In a traditional algorithm(non F-RTO), it is done as below:
When the retransmission timeout occurs, the TCP sender enters the RTO recovery where the congestion window is initialized to one segment and unacknowledged segments are retransmitted using the slow-start algorithm.

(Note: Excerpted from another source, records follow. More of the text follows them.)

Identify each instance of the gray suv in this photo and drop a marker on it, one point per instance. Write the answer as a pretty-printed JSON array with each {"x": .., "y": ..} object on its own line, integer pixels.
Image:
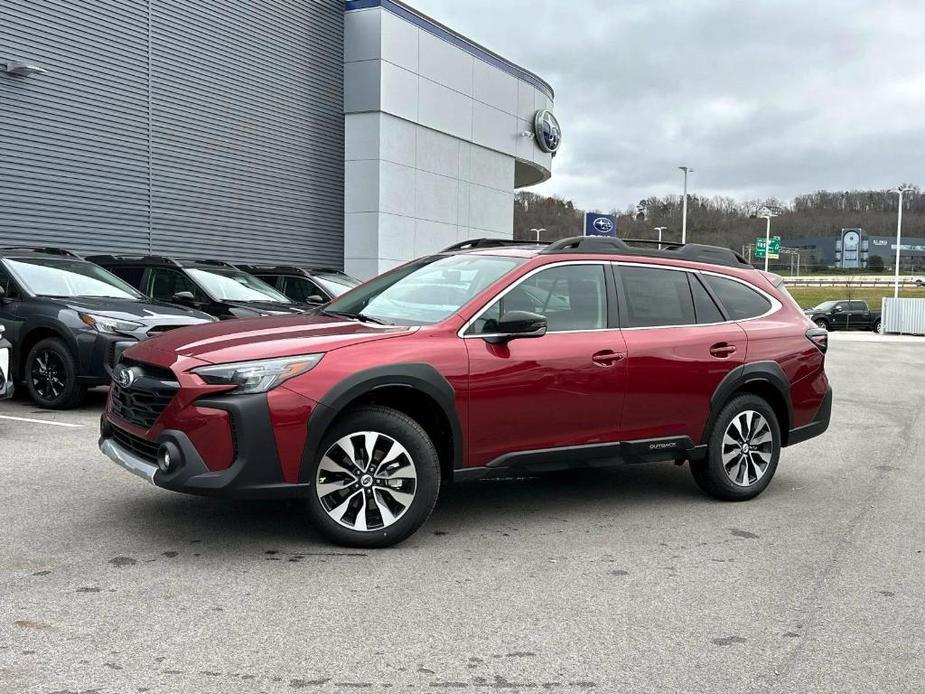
[{"x": 69, "y": 320}]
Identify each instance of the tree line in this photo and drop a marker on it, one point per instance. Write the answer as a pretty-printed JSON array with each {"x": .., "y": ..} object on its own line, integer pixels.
[{"x": 724, "y": 221}]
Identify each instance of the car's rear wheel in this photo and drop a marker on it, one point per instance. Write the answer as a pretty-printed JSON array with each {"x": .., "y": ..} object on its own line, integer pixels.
[
  {"x": 375, "y": 480},
  {"x": 743, "y": 450},
  {"x": 51, "y": 375}
]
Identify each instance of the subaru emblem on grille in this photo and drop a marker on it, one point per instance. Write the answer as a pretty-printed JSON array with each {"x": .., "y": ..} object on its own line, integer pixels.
[{"x": 125, "y": 377}]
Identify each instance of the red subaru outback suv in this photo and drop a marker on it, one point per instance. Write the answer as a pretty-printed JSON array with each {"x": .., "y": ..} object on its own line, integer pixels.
[{"x": 486, "y": 359}]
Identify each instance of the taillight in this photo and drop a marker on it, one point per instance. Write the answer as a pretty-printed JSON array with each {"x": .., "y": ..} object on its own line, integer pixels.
[{"x": 819, "y": 337}]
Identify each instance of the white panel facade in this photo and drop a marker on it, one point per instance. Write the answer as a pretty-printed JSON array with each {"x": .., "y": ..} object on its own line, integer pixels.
[{"x": 432, "y": 131}]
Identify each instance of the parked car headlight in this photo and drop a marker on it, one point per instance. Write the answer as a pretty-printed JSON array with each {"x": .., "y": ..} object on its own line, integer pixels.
[
  {"x": 257, "y": 376},
  {"x": 105, "y": 324}
]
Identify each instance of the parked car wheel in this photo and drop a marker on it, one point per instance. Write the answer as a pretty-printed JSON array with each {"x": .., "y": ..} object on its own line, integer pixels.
[
  {"x": 51, "y": 375},
  {"x": 375, "y": 480},
  {"x": 743, "y": 450}
]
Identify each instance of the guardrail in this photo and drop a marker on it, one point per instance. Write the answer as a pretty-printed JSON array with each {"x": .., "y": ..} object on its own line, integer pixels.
[
  {"x": 848, "y": 281},
  {"x": 903, "y": 316}
]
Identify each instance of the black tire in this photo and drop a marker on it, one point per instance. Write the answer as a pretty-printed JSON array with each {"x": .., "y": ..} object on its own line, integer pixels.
[
  {"x": 51, "y": 375},
  {"x": 422, "y": 456},
  {"x": 711, "y": 475}
]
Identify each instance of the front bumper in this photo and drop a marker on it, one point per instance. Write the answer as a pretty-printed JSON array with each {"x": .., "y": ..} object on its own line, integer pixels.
[{"x": 255, "y": 471}]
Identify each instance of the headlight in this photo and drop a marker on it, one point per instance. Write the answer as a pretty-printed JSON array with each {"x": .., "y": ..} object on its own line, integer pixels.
[
  {"x": 257, "y": 376},
  {"x": 104, "y": 324}
]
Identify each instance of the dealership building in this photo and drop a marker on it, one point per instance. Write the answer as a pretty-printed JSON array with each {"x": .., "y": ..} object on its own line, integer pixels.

Here is how F-RTO operates:
When the retransmission timer expires, the F-RTO sender retransmits the first unacknowledged segment as usual. Deviating from the normal operation after a timeout, it then tries to transmit new, previously unsent data (usually two segments, if there are enough data and congestion window allows) for the first acknowledgment that arrives after the timeout, given that the acknowledgment advances the window.
So this explains why 6179 and 6180 are sent. For why no ACK received for them, I believe it is some system level bug, and needs to be worked out.